The difference is that 3D printing still requires someone, somewhere to do the mechanical design work. It democratises printing but it doesn't democratise invention. I can't use words to ask a 3d printer to make something. You can't really do that with claude code yet either. But every few months it gets better at this.
The question is: How good will claude get at turning open-ended problem statements into useful software? Right now a skilled human + computer combo is the most efficient way to write a lot of software. Left on its own, claude will make mistakes and suffer from a slow accumulation of bad architectural decisions. But, will that remain the case indefinitely? I'm not convinced.
This pattern has already played out in chess and go.
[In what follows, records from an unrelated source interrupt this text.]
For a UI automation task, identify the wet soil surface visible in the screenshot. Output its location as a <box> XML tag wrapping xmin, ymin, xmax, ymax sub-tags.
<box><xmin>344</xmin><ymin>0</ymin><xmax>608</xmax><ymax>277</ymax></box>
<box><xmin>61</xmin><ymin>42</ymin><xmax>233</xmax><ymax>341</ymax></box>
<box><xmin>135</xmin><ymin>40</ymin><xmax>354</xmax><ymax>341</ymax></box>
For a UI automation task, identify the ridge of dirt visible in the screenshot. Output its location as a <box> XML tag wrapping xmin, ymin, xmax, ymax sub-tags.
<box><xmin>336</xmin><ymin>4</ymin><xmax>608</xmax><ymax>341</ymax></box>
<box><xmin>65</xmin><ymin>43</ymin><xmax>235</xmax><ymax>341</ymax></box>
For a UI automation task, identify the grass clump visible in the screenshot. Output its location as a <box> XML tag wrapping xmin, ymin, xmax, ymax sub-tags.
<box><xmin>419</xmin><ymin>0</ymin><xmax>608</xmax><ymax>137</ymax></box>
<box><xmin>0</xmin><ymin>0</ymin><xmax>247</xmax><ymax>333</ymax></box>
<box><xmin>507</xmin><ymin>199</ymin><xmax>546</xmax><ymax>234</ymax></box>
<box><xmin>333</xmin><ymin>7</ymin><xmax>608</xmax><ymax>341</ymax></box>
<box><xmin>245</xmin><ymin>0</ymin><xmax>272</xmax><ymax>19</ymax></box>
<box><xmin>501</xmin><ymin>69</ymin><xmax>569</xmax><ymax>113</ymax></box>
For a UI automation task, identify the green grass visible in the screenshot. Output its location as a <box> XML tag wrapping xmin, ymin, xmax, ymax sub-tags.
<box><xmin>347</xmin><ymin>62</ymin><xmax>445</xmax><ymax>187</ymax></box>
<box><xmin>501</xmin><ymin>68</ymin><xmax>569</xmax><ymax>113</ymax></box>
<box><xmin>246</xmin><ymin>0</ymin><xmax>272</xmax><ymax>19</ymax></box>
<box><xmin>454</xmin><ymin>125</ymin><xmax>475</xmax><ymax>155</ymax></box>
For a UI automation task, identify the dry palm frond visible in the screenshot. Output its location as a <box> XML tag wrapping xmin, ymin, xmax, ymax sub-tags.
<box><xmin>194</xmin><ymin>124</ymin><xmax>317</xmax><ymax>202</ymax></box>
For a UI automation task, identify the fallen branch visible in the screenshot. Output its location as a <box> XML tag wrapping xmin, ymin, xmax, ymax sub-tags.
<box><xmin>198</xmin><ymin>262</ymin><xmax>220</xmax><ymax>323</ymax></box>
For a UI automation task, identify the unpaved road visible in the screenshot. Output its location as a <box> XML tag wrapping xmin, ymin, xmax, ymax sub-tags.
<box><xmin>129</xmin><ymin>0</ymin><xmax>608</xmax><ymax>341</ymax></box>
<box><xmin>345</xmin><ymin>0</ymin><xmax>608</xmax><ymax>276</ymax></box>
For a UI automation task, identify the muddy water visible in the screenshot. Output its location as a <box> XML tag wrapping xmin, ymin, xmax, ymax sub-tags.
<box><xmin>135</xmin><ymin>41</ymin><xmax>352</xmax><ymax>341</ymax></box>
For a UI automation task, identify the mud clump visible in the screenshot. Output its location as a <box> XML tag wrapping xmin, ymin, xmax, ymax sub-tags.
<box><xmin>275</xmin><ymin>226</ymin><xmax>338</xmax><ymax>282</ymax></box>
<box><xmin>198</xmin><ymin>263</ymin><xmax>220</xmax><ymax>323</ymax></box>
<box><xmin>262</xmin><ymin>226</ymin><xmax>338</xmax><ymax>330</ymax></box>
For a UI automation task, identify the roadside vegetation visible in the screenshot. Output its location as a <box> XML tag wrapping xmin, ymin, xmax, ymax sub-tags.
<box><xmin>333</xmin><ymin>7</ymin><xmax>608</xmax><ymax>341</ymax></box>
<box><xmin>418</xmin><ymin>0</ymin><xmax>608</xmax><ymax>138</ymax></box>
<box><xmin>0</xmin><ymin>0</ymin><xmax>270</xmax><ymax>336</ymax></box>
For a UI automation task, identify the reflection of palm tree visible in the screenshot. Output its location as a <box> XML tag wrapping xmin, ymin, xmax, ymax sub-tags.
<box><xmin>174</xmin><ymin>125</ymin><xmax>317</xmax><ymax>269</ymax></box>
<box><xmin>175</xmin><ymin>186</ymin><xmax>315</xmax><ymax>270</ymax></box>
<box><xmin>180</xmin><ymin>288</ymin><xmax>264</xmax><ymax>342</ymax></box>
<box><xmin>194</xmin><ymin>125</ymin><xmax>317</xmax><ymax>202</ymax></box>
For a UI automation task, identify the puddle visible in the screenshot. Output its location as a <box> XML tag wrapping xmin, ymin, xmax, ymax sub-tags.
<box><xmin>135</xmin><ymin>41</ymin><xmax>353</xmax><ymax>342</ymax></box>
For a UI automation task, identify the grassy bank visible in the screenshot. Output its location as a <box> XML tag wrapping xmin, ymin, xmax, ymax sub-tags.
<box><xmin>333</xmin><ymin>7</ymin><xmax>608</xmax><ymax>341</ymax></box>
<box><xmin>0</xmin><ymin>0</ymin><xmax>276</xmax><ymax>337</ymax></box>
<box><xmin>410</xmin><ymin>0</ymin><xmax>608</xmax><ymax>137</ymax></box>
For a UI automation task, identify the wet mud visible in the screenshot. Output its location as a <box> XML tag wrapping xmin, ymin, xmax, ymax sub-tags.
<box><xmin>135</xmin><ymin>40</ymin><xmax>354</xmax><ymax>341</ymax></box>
For a few years, a skilled Go player working in collaboration with a go AI could outcompete both computers and humans at go. But that era didn't last. Now computers can play Go at superhuman levels. Our skills are no longer required. I predict programming will follow the same trajectory.
There are already some companies using fine tuned AI models for "red team" infosec audits. Apparently they're already pretty good at finding a lot of creative bugs that humans miss. (And apparently they find an extraordinary number of security bugs in code written by AI models). It seems like a pretty obvious leap to imagine claude code implementing something similar before long. Then claude will be able to do security audits on its own output. Throw that in a reinforcement learning loop, and claude will probably become better at producing secure code than I am.